Course au pouvoir : Banny prépare déjà l’après Ouattara

© Le Temps Par Prisca
Réconciliation nationale: la Commission Dialogue,Vérité et réconciliation (CDVR) en séminaire
Mardi 26 mars 2013. Abidjan. Cocody, hôtel Belle-Côte. La Commission Dialogue,Vérité et réconciliation (CDVR) organise les 26 et 27 mars un séminaire pour réflechir sur les causes profondes de la crise ivoirienne. Photo : Charles Konan Banny
L’ancien Gouverneur de la Banque centrale des états de l’Afrique de l’ouest (Bceao), ancien Premier ministre du Président Laurent Gbagbo, est un homme plein d’intrigues. Bien vrai, certaines incongruités lui sont par moment tolérées, comme cette bourde à Yopougon Bel-Air, lors de son appel aux exilés de rentrer aux pays : «même l’ex-Président Laurent Gbagbo est partie prenante dans le processus de réconciliation bien que privé de liberté». Il sait souffler le chaud et le froid. En 2011, lorsqu’il reçoit une délégation du Cojep conduite par Martial Yavo qui lui demande «d’user de sa notoriété» auprès d’Alassane Ouattara, pour que Gbagbo soit libéré. Il sort le bile: «Pensez-vous sincèrement que je peux faire revenir Laurent Gbagbo ici ? Soyons sérieux… Je ne peux pas le faire.

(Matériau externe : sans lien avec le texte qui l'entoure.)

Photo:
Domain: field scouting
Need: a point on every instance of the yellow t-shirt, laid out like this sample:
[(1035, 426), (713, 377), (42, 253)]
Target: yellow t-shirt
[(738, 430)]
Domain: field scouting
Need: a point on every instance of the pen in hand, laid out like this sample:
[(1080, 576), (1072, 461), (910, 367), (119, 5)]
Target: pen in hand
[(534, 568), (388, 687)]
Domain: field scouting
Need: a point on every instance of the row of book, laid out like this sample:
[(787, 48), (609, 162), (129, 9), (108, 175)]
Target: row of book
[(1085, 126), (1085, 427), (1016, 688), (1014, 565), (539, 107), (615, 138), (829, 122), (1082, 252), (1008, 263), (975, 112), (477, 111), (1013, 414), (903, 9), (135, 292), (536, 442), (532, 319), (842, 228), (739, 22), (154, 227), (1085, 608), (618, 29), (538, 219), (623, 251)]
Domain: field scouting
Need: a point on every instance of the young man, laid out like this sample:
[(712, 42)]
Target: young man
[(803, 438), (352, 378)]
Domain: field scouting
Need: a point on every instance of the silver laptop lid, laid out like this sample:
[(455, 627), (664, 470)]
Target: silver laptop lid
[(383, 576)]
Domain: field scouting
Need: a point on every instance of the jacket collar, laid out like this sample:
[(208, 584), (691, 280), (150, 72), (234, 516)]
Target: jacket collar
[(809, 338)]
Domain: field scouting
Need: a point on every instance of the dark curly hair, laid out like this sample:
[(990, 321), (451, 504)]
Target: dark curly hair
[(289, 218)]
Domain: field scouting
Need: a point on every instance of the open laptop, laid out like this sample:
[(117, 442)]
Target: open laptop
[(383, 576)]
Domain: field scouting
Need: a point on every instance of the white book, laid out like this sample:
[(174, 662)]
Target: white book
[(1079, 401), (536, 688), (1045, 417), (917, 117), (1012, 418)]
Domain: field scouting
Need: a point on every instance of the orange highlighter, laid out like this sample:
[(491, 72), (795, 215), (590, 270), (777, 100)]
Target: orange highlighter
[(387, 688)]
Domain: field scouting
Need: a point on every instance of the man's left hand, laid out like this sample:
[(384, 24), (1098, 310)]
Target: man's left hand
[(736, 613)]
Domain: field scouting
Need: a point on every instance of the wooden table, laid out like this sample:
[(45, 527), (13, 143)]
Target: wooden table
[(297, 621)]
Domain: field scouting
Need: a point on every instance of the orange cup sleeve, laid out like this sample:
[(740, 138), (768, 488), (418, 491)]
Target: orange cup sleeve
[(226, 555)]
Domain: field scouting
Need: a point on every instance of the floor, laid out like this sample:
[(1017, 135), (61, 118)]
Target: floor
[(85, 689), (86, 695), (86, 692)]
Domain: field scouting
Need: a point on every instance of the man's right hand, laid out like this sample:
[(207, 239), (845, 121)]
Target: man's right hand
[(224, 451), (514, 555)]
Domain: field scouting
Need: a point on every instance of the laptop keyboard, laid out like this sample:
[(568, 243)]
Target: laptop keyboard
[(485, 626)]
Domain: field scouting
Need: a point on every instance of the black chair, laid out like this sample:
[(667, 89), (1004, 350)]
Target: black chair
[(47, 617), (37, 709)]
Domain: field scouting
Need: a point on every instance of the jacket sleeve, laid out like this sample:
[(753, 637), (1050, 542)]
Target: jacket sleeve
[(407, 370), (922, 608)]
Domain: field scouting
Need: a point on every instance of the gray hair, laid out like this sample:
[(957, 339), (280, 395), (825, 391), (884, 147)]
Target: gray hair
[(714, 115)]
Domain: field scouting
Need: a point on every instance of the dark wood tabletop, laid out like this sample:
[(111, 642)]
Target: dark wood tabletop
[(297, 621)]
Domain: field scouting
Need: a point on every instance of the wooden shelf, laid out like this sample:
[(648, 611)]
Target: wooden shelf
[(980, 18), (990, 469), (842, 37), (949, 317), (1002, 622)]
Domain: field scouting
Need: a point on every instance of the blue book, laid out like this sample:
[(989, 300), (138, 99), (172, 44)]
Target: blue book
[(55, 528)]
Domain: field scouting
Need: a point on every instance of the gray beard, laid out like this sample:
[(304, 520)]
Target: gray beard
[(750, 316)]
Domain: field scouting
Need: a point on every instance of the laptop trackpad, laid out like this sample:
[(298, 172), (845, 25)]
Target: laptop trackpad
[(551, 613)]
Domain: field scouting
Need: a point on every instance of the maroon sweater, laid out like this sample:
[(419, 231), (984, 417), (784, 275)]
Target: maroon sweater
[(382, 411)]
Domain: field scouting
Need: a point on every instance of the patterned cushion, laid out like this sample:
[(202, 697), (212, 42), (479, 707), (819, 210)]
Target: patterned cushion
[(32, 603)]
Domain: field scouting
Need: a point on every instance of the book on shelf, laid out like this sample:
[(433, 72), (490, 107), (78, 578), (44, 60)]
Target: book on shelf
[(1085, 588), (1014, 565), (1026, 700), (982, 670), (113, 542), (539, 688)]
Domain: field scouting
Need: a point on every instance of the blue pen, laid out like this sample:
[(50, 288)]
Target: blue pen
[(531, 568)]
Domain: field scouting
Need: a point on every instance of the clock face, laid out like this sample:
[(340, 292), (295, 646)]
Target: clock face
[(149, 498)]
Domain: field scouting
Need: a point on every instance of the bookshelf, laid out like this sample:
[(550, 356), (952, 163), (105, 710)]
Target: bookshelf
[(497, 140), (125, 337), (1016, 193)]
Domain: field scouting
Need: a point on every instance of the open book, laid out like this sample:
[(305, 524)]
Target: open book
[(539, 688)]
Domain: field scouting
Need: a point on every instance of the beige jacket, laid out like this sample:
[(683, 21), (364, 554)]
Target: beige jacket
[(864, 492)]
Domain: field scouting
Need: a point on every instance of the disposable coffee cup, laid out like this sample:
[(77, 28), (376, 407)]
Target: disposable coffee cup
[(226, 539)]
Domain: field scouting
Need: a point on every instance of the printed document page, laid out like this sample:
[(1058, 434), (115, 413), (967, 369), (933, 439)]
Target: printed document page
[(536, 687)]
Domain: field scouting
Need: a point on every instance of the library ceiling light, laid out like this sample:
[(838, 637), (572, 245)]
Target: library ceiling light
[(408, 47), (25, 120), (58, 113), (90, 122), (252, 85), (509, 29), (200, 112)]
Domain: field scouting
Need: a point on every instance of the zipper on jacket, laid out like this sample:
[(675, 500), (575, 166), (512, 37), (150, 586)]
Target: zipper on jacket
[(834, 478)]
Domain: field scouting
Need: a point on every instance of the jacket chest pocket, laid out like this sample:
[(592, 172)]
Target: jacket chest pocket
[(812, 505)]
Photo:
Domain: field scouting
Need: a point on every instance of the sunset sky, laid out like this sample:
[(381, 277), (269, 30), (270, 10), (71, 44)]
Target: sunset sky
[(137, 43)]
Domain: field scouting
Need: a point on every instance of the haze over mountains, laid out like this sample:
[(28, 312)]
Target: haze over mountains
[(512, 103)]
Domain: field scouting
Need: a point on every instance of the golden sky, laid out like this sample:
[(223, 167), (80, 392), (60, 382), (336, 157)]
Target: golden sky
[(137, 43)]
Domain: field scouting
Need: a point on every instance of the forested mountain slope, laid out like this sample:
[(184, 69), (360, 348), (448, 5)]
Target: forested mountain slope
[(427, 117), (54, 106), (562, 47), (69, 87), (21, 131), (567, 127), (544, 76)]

Nous sommes dans un processus associant réconciliation et justice. Le plus sérieux ce n’est pas la libération de Laurent Gbagbo. Ma mission ce n’est pas de faire libérer quelqu’un». Deux années après, le 25 février 2013 précisément, il est en tournée à Bouaflé, pour le compte de la Commission dialogue, vérité et réconciliation (Cdvr) qu’il dirige, ici, le même Banny simule à merveille le cœur meurtri en étalant sa «tristesse» et sa «peine» : «Gbagbo Laurent a été Président pendant dix ans de la Côte d’Ivoire, ce qui veut dire que c’est la Côte d’Ivoire qui est à La Haye parce que nous n’avons pas été capables de faire en sorte qu’il ne soit pas là-bas», a-t-il déclaré selon l’Agence ivoirienne de presse (AIP).
Quel «rassembleur» ?
L’audience à La Haye du Président Laurent Gbagbo, commencée le mardi 19 février, doit prendre fin le jeudi 28 février, jour de la prise de parole de Laurent Gbagbo qualifié de «moment historique». Déjà son ancien Premier ministre, le seul qu’il ait eu qui soit transfuge du Pdci-Rda - Charles Konan Banny dont le passage à la Primature n’aura pas été de tout repos pour les Refondateurs qui en gardent un amer souvenir en raison de ses défiances quasi quotidiennes, tente un lobbying suffisamment maladroit comme sait le faire un ambitieux peu sûr de lui. «C’est la Côte d’Ivoire qui est à la Haye». Les «allusions» de Banny sont prises pour des «illusions» par ses détracteurs. Pour ses admirateurs, elles sont loin d’être des paroles en l’air. Car, pour ces derniers, l’homme qui parle ainsi, est différent du Banny nommé fraîchement dans le dispositif Ouattara pour piloter l’appareil qui prétend réconcilier les Ivoiriens. Il feint de jouer la carte du rassembleur. Sachant qu’à 71 ans, le président Alassane Ouattara n’a plus la fraîcheur d’antan. Le Président du Rassemblement des républicains, Ouattara, est «arrivé vieux à un pouvoir trop jeune» commente un de ses affidés. Qui ajoute que son mentor a besoin d’une certaine fraîcheur morale mais surtout… physique. Ses nombreux voyages à l’extérieur, (le dernier effectué le samedi 29 mars, à Paris, en catimini et en dehors du calendrier officiel porte le nombre à 85) sont désormais conditionnés par des visites chez le toubib. Au Pdci-Rda, les années Bédié relèvent désormais d’une simple nostalgie. La tendance est plus que jamais au renouvellement. Pas besoin de parler de sang nouveau qui effarouche les «dinosaures» anciens compagnons du père fondateur, ce qui supposerait le choix d’un jeune cadre dynamique. Non, pas besoin !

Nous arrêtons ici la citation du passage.